Commit Graph

1479 Commits

Author SHA1 Message Date
Field G. Van Zee
eac7d267a0 Unconditionally define bli_l3_thread_entry().
Details:
- Define a dummy bli_l3_thread_entry() function when multithreading is
  disabled altogether, or enabled via OpenMP. This function was
  originally necessary when multithreading is enabled via pthreads.
  By defining the function no matter the threading options given, it is
  less likely that an AppVeyor Windows build will complain due to a
  missing symbol in the DLL. (To be clear: AppVeyor was working fine
  before, but a problem may have arisen if it were switched to an
  OpenMP build.)
- Removed the prototype for bli_l3_thread_entry() from
  bli_thrcomm_pthreads.c and placed it in bli_thrcomm.h.
- Regenerated the symbols list file build/libblis-symbols.def.
2018-10-22 18:10:59 -05:00
Field G. Van Zee
4ee986f0a7 Added mixed-datatype testing to Travis CI (#271).
Details:
- Modified .travis.yml to automatically test the mixed-datatype support
  of the gemm operation, with supporting changes to common.mk, the
  top-level Makefile, and travis/do_testsuite.sh.
- Added a new pair of input files to testsuite directory with the
  '.mixed' suffix (similar to those with the '.fast' suffix) for testing
  mixed-datatype gemm.
- Updated docs/BuildSystem.md to document the new make targets
  'testblis-md' and 'checkblis-md'.
2018-10-22 14:09:44 -05:00
Field G. Van Zee
c3c6ebc9c6 Fixed thrinfo_t printing for small problems.
Details:
- Fixed a bug in the code that prints out the communicator and work ids
  from the various threads' thrinfo_t nodes. This bug manifested when
  the dimension being parallelized was not large enough such that every
  thread was assigned actual work (since the minimum amount of work is
  determined by the register blocksize in the dimension being
  parallelized). In those cases, the threads that receive no work in
  that dimension do not finish building their thrinfo_t tree, leaving
  lower-level nodes non-existent. (The bug itself was usally observed as
  a segfault when the printing code attempted to dereference all the way
  down the thrinfo_t tree.) The solution involves explicitly checking
  each node as it is dereferenced, and if at any time NULL is found, all
  subsequent communicator and work ids are set to -1.

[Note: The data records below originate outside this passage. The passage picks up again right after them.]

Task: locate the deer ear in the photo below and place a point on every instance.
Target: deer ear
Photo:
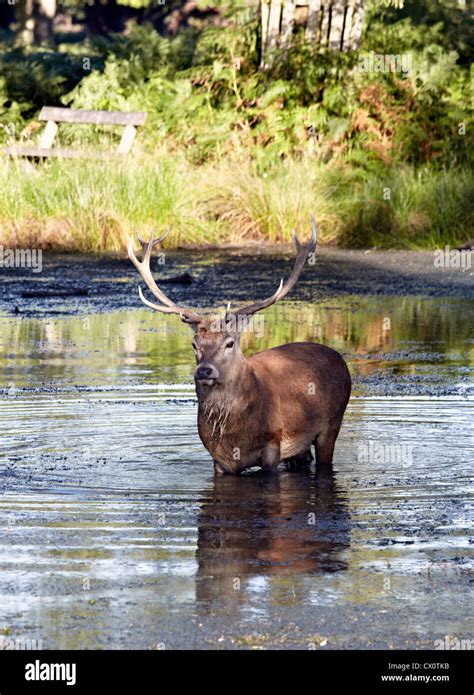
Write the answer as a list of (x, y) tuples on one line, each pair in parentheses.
[(194, 324)]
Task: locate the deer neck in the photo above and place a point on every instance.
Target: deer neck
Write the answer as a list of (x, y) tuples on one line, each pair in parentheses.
[(225, 404)]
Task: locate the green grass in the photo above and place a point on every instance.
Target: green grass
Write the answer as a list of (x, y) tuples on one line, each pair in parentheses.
[(95, 206)]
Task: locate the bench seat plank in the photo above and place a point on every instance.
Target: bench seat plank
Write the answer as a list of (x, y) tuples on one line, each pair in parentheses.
[(27, 151), (60, 115)]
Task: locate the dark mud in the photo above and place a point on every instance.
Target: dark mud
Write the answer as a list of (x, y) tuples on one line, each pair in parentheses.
[(235, 275), (114, 532)]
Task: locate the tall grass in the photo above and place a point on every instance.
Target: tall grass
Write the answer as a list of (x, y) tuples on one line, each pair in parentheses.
[(95, 206)]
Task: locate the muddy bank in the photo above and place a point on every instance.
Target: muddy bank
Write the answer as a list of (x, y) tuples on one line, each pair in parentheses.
[(114, 532), (235, 275)]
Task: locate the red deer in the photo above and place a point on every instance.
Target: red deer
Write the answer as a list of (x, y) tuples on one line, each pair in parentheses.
[(271, 406)]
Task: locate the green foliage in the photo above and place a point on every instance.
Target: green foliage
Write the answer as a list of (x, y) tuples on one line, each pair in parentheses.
[(315, 116)]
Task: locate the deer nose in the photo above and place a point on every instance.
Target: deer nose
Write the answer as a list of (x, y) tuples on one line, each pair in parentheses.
[(206, 371)]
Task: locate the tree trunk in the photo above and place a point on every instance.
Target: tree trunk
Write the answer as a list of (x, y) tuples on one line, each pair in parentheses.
[(26, 22), (44, 15)]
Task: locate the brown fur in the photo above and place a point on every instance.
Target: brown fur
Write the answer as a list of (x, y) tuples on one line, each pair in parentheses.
[(271, 406)]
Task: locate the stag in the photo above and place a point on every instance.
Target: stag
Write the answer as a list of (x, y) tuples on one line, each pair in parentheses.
[(271, 406)]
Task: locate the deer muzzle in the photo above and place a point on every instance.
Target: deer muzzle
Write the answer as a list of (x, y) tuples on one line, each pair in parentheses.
[(206, 374)]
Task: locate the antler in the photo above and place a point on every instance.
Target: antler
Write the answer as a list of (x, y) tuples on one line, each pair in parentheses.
[(302, 253), (167, 306)]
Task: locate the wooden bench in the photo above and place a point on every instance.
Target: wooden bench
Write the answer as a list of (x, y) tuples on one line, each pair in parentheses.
[(53, 115)]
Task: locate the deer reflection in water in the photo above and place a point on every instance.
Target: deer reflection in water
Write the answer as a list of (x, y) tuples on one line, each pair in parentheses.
[(293, 524)]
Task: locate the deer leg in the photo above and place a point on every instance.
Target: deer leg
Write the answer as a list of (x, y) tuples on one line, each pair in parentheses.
[(305, 458), (271, 458), (324, 447), (218, 470)]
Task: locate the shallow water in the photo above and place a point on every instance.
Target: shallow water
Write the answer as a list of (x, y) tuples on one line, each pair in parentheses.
[(115, 533)]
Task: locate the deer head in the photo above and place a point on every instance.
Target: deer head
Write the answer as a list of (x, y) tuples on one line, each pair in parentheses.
[(216, 341)]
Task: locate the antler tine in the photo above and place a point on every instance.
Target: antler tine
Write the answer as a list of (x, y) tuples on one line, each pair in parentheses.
[(302, 253), (167, 306), (156, 241)]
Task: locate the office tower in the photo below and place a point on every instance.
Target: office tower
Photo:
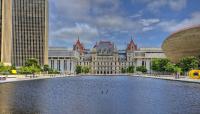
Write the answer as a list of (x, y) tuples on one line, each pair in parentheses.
[(25, 31)]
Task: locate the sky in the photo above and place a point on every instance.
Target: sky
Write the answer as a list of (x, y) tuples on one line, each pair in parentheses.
[(147, 22)]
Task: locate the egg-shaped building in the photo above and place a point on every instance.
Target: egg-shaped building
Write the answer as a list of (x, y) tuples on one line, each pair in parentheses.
[(182, 44)]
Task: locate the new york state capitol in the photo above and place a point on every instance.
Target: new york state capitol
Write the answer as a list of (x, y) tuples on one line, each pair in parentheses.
[(103, 58)]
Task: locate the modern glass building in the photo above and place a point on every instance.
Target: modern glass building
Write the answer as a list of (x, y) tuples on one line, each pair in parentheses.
[(29, 30)]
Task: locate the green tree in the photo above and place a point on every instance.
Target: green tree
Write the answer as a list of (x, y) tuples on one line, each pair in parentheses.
[(159, 64), (32, 62), (78, 69), (4, 69), (123, 70), (130, 69), (188, 63), (85, 69), (142, 69), (170, 67), (46, 68), (25, 70)]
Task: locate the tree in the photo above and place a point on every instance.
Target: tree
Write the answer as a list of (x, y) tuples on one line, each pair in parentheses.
[(170, 67), (130, 69), (25, 70), (46, 68), (78, 69), (141, 69), (188, 63), (85, 69), (159, 64), (4, 69), (31, 67), (123, 70), (32, 62)]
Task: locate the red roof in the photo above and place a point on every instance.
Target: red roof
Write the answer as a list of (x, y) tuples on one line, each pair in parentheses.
[(130, 45)]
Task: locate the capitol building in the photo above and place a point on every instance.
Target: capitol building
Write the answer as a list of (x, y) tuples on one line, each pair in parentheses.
[(103, 58)]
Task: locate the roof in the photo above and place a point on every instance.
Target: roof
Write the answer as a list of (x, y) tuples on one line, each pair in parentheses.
[(61, 52)]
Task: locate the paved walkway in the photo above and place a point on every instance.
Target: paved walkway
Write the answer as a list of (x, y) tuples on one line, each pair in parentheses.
[(163, 77), (15, 79), (172, 78)]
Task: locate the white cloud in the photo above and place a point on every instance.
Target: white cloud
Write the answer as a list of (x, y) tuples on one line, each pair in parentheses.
[(173, 25), (155, 5), (147, 29), (83, 30), (148, 22)]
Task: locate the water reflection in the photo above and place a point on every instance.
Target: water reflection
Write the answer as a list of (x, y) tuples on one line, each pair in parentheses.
[(100, 95)]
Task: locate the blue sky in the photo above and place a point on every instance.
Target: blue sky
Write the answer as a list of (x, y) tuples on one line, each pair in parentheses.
[(149, 22)]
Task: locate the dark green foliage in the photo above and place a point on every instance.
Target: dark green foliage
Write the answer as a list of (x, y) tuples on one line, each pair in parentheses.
[(141, 69), (189, 63)]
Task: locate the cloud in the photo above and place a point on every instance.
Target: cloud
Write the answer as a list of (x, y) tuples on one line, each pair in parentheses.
[(148, 22), (83, 30), (155, 5), (174, 25)]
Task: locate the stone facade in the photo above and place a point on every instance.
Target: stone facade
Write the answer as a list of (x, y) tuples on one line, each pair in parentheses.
[(63, 60), (105, 58), (23, 31)]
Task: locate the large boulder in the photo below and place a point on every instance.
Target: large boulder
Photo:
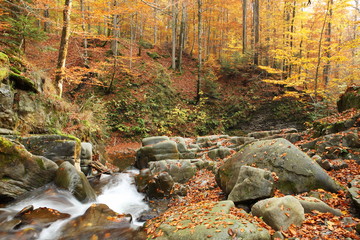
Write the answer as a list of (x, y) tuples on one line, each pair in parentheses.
[(354, 191), (296, 171), (20, 171), (206, 220), (310, 204), (4, 66), (280, 213), (57, 148), (252, 184), (99, 222), (74, 181), (7, 119), (162, 150), (180, 170), (350, 99), (86, 157)]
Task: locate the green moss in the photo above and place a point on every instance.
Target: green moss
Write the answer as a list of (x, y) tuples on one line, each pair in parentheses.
[(4, 66), (22, 82), (40, 163)]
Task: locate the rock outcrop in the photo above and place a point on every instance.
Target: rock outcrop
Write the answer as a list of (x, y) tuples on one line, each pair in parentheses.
[(185, 223), (21, 171), (67, 177), (296, 171), (280, 213)]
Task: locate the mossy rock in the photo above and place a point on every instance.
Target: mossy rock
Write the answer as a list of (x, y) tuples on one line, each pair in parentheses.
[(350, 99), (4, 66), (20, 171), (23, 83)]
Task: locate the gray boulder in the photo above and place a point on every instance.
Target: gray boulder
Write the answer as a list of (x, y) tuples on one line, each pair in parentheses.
[(20, 171), (159, 151), (310, 203), (99, 222), (57, 148), (280, 213), (67, 177), (154, 140), (252, 184), (6, 105), (180, 170), (297, 172), (221, 152), (86, 157), (208, 220), (354, 191)]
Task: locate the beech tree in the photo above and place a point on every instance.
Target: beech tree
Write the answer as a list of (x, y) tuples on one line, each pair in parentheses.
[(64, 44)]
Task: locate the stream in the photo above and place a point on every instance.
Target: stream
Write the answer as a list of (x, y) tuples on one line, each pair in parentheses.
[(117, 191)]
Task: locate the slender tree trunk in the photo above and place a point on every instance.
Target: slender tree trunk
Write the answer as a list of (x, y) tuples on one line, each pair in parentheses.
[(173, 35), (85, 41), (114, 42), (64, 44), (182, 36), (256, 31), (46, 16), (319, 53), (155, 23), (198, 91), (244, 26), (327, 67)]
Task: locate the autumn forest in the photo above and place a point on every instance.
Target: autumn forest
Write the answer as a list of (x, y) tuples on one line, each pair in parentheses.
[(179, 119)]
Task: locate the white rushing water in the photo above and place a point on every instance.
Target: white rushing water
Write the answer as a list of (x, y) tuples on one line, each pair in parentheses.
[(119, 194)]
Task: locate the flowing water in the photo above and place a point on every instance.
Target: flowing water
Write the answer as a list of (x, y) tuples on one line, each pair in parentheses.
[(119, 193)]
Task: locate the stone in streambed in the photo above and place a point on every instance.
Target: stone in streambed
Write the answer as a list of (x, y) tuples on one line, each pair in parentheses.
[(67, 177)]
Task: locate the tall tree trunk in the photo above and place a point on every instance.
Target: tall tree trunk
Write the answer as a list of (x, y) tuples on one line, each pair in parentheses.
[(182, 36), (173, 31), (114, 41), (46, 16), (327, 67), (256, 31), (85, 41), (316, 80), (198, 90), (155, 24), (64, 44), (244, 26)]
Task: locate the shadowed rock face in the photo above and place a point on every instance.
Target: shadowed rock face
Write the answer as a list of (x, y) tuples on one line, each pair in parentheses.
[(74, 181), (297, 172), (100, 222), (20, 171)]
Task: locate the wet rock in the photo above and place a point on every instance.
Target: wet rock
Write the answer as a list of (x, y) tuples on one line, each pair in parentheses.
[(67, 177), (20, 171), (180, 170), (57, 148), (188, 226), (252, 184), (297, 172), (310, 203), (99, 222), (154, 140), (7, 117), (4, 66), (160, 186), (220, 153), (280, 213), (86, 157), (41, 217)]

2018-10-21 18:48:54 -05:00
Field G. Van Zee
73a222c0d9 Minor edits to 'configure --help' text. 2018-10-20 14:13:04 -05:00
Field G. Van Zee
14f3d5e6df Refresh libblis-symbols.def post-merge 090e4f0. 2018-10-19 20:39:35 -05:00
Field G. Van Zee
090e4f08fc Merge branch 'master' into dev 2018-10-19 18:41:10 -05:00
Field G. Van Zee
0854e880b0 Merge pull request #261 from flame/win-pthreads
Implement missing pthreads function on Windows
2018-10-19 18:05:00 -05:00
Field G. Van Zee
c9be5889fb Added "Known issues" section to Multithreading.md.
Details:
- Added known issues section to Multithreading.md.
- Trivial changes to MixedDatatypes.md, Sandboxes.md.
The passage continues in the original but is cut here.